The Biomarker Angle Changes the Calculus

Too many immuno-oncology trials founder because they enroll unselected populations and then struggle to detect a signal. The Northwestern team proposes that CysLTR1 screening could identify which patients are most likely to resist standard immunotherapy and who might benefit from the addition of montelukast. This biomarker logic transforms the repurposing story from a one-size-fits-all salvage therapy into a precision medicine play. If further validation holds, a simple diagnostic test for CysLTR1 expression could guide treatment decisions, matching a generic drug to a molecularly defined subgroup. The downstream impact on trial design is substantial. Smaller, biomarker-enriched studies can deliver quicker readouts on efficacy, reducing the cost and timeline that typically burden oncology development. That matters. A lot.
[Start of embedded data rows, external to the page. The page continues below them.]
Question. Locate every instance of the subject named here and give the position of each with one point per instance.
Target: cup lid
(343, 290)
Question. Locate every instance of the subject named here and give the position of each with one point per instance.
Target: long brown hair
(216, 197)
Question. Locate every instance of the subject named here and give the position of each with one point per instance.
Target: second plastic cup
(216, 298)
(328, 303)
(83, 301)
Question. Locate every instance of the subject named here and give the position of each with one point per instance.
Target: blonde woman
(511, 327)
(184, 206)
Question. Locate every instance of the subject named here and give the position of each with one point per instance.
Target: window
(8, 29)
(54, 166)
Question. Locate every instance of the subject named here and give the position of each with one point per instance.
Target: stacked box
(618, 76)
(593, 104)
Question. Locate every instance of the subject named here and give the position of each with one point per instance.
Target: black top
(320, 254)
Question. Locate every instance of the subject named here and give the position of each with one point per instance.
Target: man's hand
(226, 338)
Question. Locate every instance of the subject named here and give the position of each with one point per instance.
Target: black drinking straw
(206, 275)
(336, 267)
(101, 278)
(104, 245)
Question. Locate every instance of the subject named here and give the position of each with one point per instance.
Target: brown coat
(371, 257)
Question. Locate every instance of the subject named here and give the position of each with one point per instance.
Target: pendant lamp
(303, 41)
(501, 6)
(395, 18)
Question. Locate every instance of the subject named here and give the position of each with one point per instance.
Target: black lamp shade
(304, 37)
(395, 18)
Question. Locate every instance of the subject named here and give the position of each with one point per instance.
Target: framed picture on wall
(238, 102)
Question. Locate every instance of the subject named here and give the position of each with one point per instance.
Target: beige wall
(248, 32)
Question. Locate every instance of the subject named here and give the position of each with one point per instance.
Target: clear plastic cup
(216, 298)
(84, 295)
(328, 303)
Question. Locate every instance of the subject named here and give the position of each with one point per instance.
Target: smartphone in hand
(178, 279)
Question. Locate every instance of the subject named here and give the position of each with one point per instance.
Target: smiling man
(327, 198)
But Safety Shadows Follow Old Molecules

But that framing misses something. The same drug that offers hope carries a boxed warning from the FDA in 2020 for substantial neuropsychiatric side effects like suicidal thoughts and mood changes. The label is sobering. It's for cancer patients already navigating severe physical and emotional stress. Zhang acknowledged the concern. He floated the possibility of targeting CysLTR1 with an antibody instead of the small molecule, potentially sidestepping the central nervous system toxicity. That alternative remains hypothetical, and it'd require a longer development arc, but it indicates the team isn't blindly pushing montelukast repurposing without acknowledging the real-world constraints. Shakti Ranjan Satapathy, a postdoctoral researcher at Lund University who wasn't involved in the study, called the work “important and timely” but issued a detailed caution.

“Repurposing an approved drug still requires an appropriate dose, dosing schedule, patient selection strategy, safety monitoring, pharmacodynamic readouts, and evidence of benefit in combination with immunotherapy,” he said.

His checklist hangs over every translation effort and will be the rubric by which funders evaluate the next phase of this research.

Where the Science Meets the Funding Decision

Nature Cancer published on Tuesday. But already the practical questions outrun the preclinical data. The team will try to launch a clinical trial, a step that Zhang acknowledges is sometimes difficult but may be “a little bit less challenging” because montelukast is already on pharmacy shelves. The costs of dose-finding and initial safety work are partly mitigated, although the requirements Satapathy outlined still stand. So investors and grant-making bodies reading this study will see a combination strategy that could be tested relatively quickly. They'll also see a biomarker hypothesis that, if confirmed, could carve out a strong intellectual property position around method-of-use and patient selection, and a market need that's neither niche nor saturated. Cancers in the study included triple-negative breast, colon, and melanoma-like tumours, each representing large patient groups with limited options once checkpoint inhibitors fail.

Read alongside recent announcements, the picture clarifies. The industry quietly hunts for ways to make resistant tumours responsive without turning to prohibitively expensive bespoke biologics. Montelukast repurposing fits that appetite. It's a low-cost, mechanistically clean agent that could be paired with existing immunotherapies under a companion diagnostics framework. The next two years will reveal whether the human data holds up. But for now, the science has injected a tangible hypothesis into the pipeline, and the strategic community will be watching for the first clinical signals with a mixture of caution and quiet anticipation.